1. I require more of an explanation as to what you mean by decrease scope. I could interpret that in different ways.
2. Sure, I understand the discipline necessary to prevent that is difficult in a team setting. I would say that likely at reaching that point something went wrong before then. That seems a tooling problem, not a language problem. How many languages provide features out-of-the-box that assist with discovering unused code without some form of third-party exploring that space?
3. In what way? What scope problems? I can think of several bad practices that lead to scope problems. I can think of examples of two people following two different best practices creating such problems.
4. I know it's not exactly a fair thing to say, but I don't have those issues with the example you provide. I'm sure there's plenty of examples of showing how to do it.
5. Flex.
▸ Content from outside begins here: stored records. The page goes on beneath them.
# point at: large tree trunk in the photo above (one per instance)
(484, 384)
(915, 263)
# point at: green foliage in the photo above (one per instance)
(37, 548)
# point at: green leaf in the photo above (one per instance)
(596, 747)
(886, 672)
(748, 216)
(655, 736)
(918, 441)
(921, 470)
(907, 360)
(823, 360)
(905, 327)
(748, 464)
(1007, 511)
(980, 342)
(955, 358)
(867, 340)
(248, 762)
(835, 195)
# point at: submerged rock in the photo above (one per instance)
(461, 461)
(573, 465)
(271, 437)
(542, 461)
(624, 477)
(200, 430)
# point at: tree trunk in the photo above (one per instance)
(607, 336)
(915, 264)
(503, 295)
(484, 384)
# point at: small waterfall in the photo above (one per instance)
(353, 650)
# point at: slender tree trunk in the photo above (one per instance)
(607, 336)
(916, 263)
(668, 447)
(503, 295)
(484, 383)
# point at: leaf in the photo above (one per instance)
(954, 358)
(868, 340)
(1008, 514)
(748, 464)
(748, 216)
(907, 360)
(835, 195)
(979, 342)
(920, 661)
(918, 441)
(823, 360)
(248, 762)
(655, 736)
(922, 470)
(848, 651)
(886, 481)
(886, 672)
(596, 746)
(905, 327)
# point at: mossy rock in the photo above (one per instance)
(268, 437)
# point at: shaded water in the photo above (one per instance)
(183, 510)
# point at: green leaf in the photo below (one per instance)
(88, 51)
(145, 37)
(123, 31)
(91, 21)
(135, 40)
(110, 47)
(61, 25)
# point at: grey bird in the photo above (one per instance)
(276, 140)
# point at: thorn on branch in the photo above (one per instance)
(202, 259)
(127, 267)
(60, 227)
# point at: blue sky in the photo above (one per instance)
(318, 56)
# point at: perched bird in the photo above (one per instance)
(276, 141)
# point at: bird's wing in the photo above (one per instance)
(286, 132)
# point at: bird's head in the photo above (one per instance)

But, granted, old practices didn't handle vertical issues well because originally HTML wasn't intended for that.
6. In what way? Do you mean variables from a pre-processor or CSS custom properties?
I'm sure there are more, just like almost all languages have their quirks and issues that make it difficult to address if not understood. Do you have any other examples that we could discuss? Are there any specific use cases where you are having difficulties that I might be able to help out with?
If the language were better, they would have learned the good practices while they learned the language, and they wouldn't even be able to express bad practices without extra effort.
I've seen far too many bad languages come and go to believe that anymore. People used to say that about PHP and VB6 too.
PHP eventually stopped with the "only bad programmers use me badly" and grew up, and VB6 died. A win in both cases.
CSS could be far better; and bad practices won't disappear until doing it the right way is easier than doing it the wrong way.